4. Jason Todd, Robin – Batman #427 (1988, DC Comics)
The first Robin death occurred in the infamous “Death in the Family” storyline in Batman, wherein editor Dennis O’Neill and writer Jim Starlin called upon fans to vote via a 1-900 number whether or not the Boy Wonder would survive. Fans narrowly chose to dispatch Jason Todd, who was subsequently beaten to death by the Joker. A grief-stricken Bruce Wayne blamed himself and for years viewed it as his ultimate failure. Fifteen years later, writer Jeph Loeb and artist Jim Lee teased the return of Todd under the guise of the Red Hood in the popular “Hush” storyline, but this was merely a ruse. Todd would eventually return for real in 2005 and has since been active in the DCU as the Red Hood.
3. Jean Grey – Uncanny X-Men #137 (1980, Marvel)
After wreaking havoc on the galaxy, founding X-Men member Jean Grey, possessed by the destructive cosmic entity the Phoenix Force, sacrifices herself in order to preserve the universe at the end of the classic “Dark Phoenix Saga.” Although the character was resurrected a few years later and has consistently appeared in numerous X-Men titles over the years (usually involving the Phoenix Force in some way), Jean Grey has yet to be officially revived by Marvel. But recent events in 2012’s Avengers Vs. X-Men have led many fans to believe the time for her return may be soon.
2. Steve Rogers, Captain America – Captain America Vol. 5 #25 (2007, Marvel)
After the events of “Civil War” Steve Rogers turns himself in to stand trial for his role in opposing the government’s superhero registration, but is shot outside the courtroom by a mind-controlled Sharon Carter. Rogers seemingly dies on the courtroom’s steps, but it is later revealed that he had actually been sent through time (similar to Batman). In the interim, Bucky takes up the mantle as Captain America until Steve returned in Captain America: Reborn. Though even after Rogers came back, Bucky remained as Captain America while Rogers led the government law enforcement agency S.H.I.E.L.D. Since then, however, he’s resumed his role as Captain America, and Bucky has gone back to being the (good) Winter Soldier.

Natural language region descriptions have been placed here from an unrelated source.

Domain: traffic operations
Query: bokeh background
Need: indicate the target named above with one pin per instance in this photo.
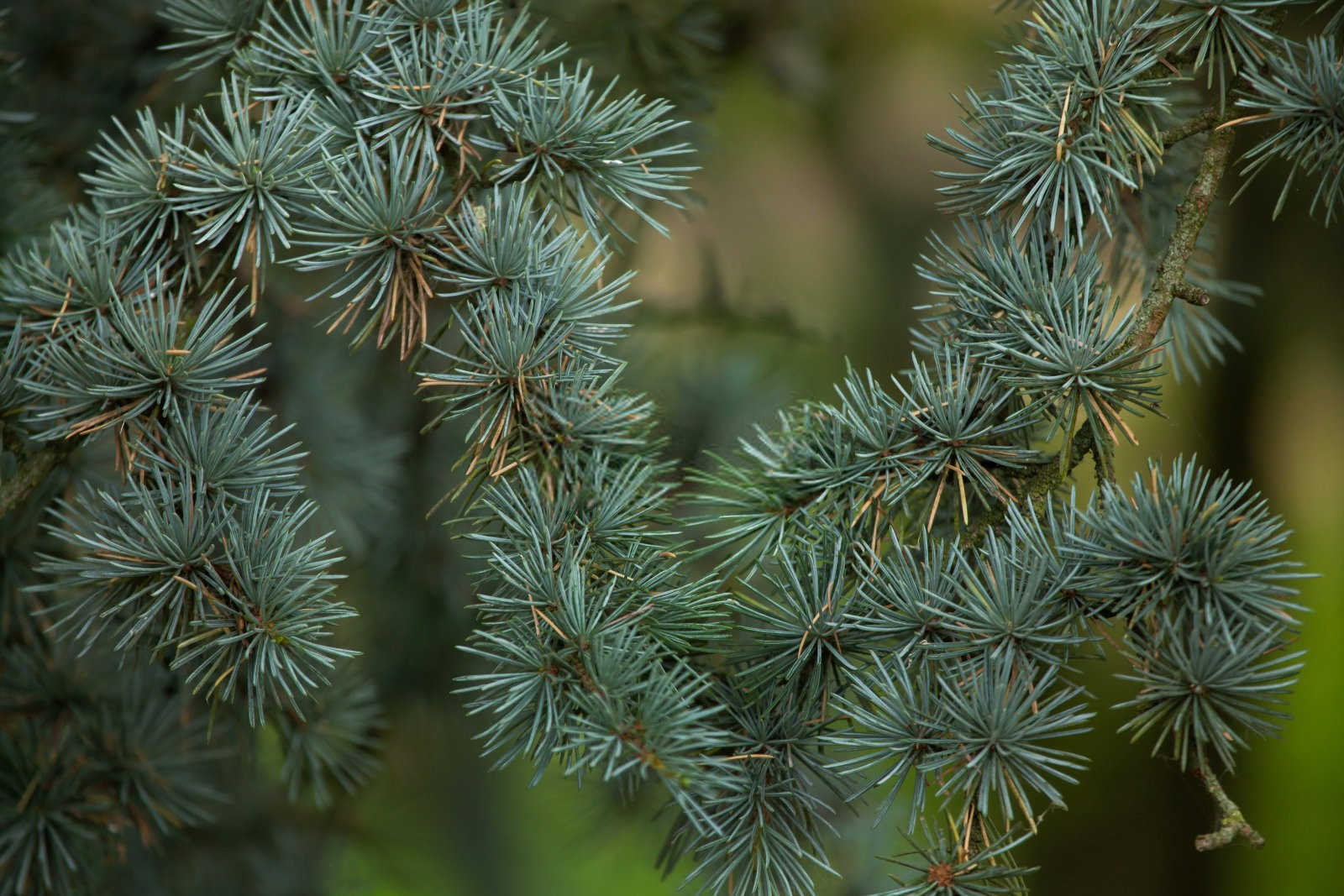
(797, 253)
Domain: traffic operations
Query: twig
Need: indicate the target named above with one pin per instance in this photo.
(33, 472)
(1189, 221)
(1206, 120)
(1231, 822)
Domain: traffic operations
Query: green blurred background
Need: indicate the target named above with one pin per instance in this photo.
(813, 204)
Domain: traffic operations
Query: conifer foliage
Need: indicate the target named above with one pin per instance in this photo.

1. Clark Kent, Superman – Superman #75 (1992, DC Comics)
During the comic book boom of the 1990s, DC Comics did the unthinkable: they killed Superman. After succumbing to his wounds after an old-fashioned slugfest with the villain Doomsday, Superman died in arguably one of the most widely read stories in all of comic book history and one of the first events to gain international media attention. After his death, the “Reign of the Supermen” began, which featured four potential replacements for the Man of Steel. But like in all good superhero deaths, Clark returned after it is revealed that he wasn’t really dead and was instead recovering in stasis at the Fortress of Solitude.
Honorable non-DC/Marvel Mention: Everyone – Invincible #100 (2013, Image)
As a sort of nod (or other gesture) to mainstream superhero comics, writer Robert Kirkman and Co. teased “The Death of Everyone” in the indie superhero series Invincible, leading to its 100th issue in early 2013. It’s quickly revealed not to be the case, and a return to the status quo is established within the story’s conclusion. In hindsight the decision seems more like it was poking fun at the “Big Two” (DC and Marvel) for their hyping of a character’s death that is almost never permanent.